Firefly in der Unternehmenspraxis

Wie IBM von Adobes GenAI-Tool profitiert

08.03.2024
Von 
Matthew Finnegan lebt in Großbritannien und schreibt für unsere US-Schwesterpublikation Computerworld zu den Thema Collaboration und Enterprise IT.
IBM will mit Adobes GenAI-Tool Firefly künftig neue Produktivitätshöhen erreichen. Chief Design Officer Billy Seabrook gibt Einblicke.
IBM sieht in Adobes GenAI-Werkzeug Firefly nach einer ersten Testphase enormes Potenzial.
IBM sieht in Adobes GenAI-Werkzeug Firefly nach einer ersten Testphase enormes Potenzial.
Foto: IBM

IBM ist langjähriger Kunde und Partner von Adobe und berät seine Kunden auch, wenn es darum geht, generative KI-Tools einzusetzen. Insofern steht dem Unternehmen eine Rolle als Early Adopter der Technologie gut zu Gesicht. Konsequenterweise hat die Consulting-Sparte von Big Blue im Jahr 2023 Tausenden von Designern ein solches Tool aus dem Hause Adobe zugänglich gemacht: Firefly.

Das Generative-AI (GenAI)-Tool konnte dabei schnell Eindruck schinden und wurde beispielsweise genutzt, um mehr als 200 visuelle Elemente für die IBM-Marketingkampagne "Let's Create" zu erstellen.

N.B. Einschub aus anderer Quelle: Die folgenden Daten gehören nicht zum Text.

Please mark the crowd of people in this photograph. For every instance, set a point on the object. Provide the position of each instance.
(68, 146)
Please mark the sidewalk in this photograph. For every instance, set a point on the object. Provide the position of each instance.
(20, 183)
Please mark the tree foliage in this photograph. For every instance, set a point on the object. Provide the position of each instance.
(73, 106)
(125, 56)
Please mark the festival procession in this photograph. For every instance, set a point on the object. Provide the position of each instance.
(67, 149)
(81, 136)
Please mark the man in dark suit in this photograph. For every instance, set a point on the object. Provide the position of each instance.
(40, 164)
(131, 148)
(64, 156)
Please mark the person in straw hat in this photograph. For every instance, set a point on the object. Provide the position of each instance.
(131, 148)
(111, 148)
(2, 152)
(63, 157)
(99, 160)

Ganz konkret ging es dabei darum, ein Fragezeichen in verschiedenen Texturen und Farben zu rendern. Firefly generierte massenhaft Variationen und verarbeitete alle möglichen Dinge zu dem Satzzeichen - von Blütenblättern bis hin zu Kettengliedern. Die IBM-Designer konnten anschließend auf dieser KI-Grundlagenarbeit aufbauen und die Ergebnisse zu einem Endprodukt verfeinern.

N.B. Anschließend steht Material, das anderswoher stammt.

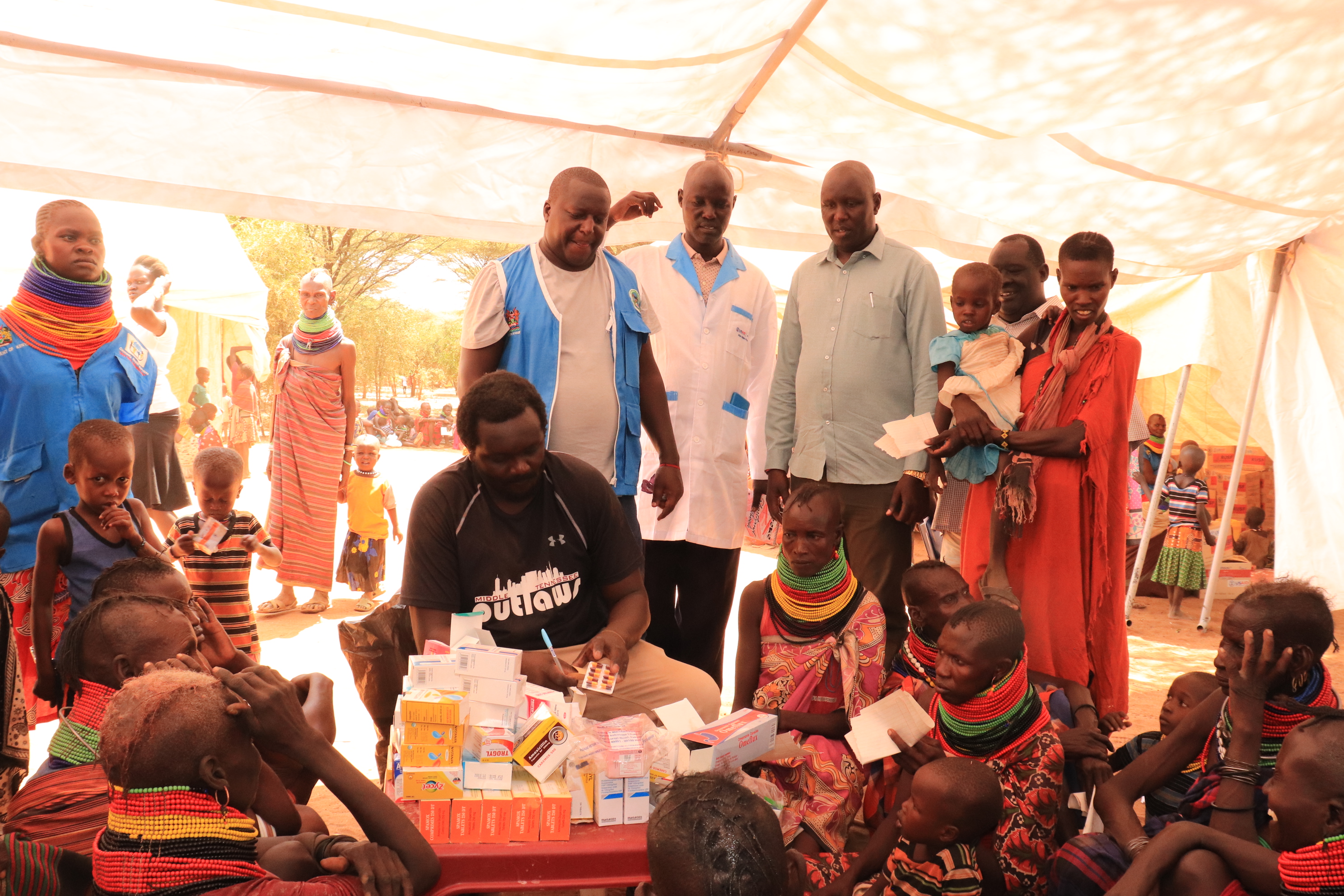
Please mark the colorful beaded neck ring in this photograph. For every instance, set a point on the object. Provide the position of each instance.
(813, 606)
(920, 658)
(76, 742)
(995, 722)
(1319, 691)
(173, 840)
(1315, 869)
(62, 317)
(313, 336)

Global Chief Design Officer Billy Seabrook zieht ein begeistertes Resümee: "Damit konnte ein langwieriger Prozess, der ansonsten Monate gedauert hätte, drastisch beschleunigt werden. Es wurden nur sehr wenige Ressourcen benötigt, es ging wirklich schnell und lustigerweise war es eine der - wenn nicht sogar die - erfolgreichste Marketingkampagne der letzten Zeit." Zwar sei der Einsatz von Adobe Firefly für die externe Marketingkampagne eine einmalige Sache gewesen, so der Manager - das Ziel sei es aber, den erzielten Erfolg bei ähnlichen Projekten zu wiederholen, sobald die Generative AI Software ausgereift sei.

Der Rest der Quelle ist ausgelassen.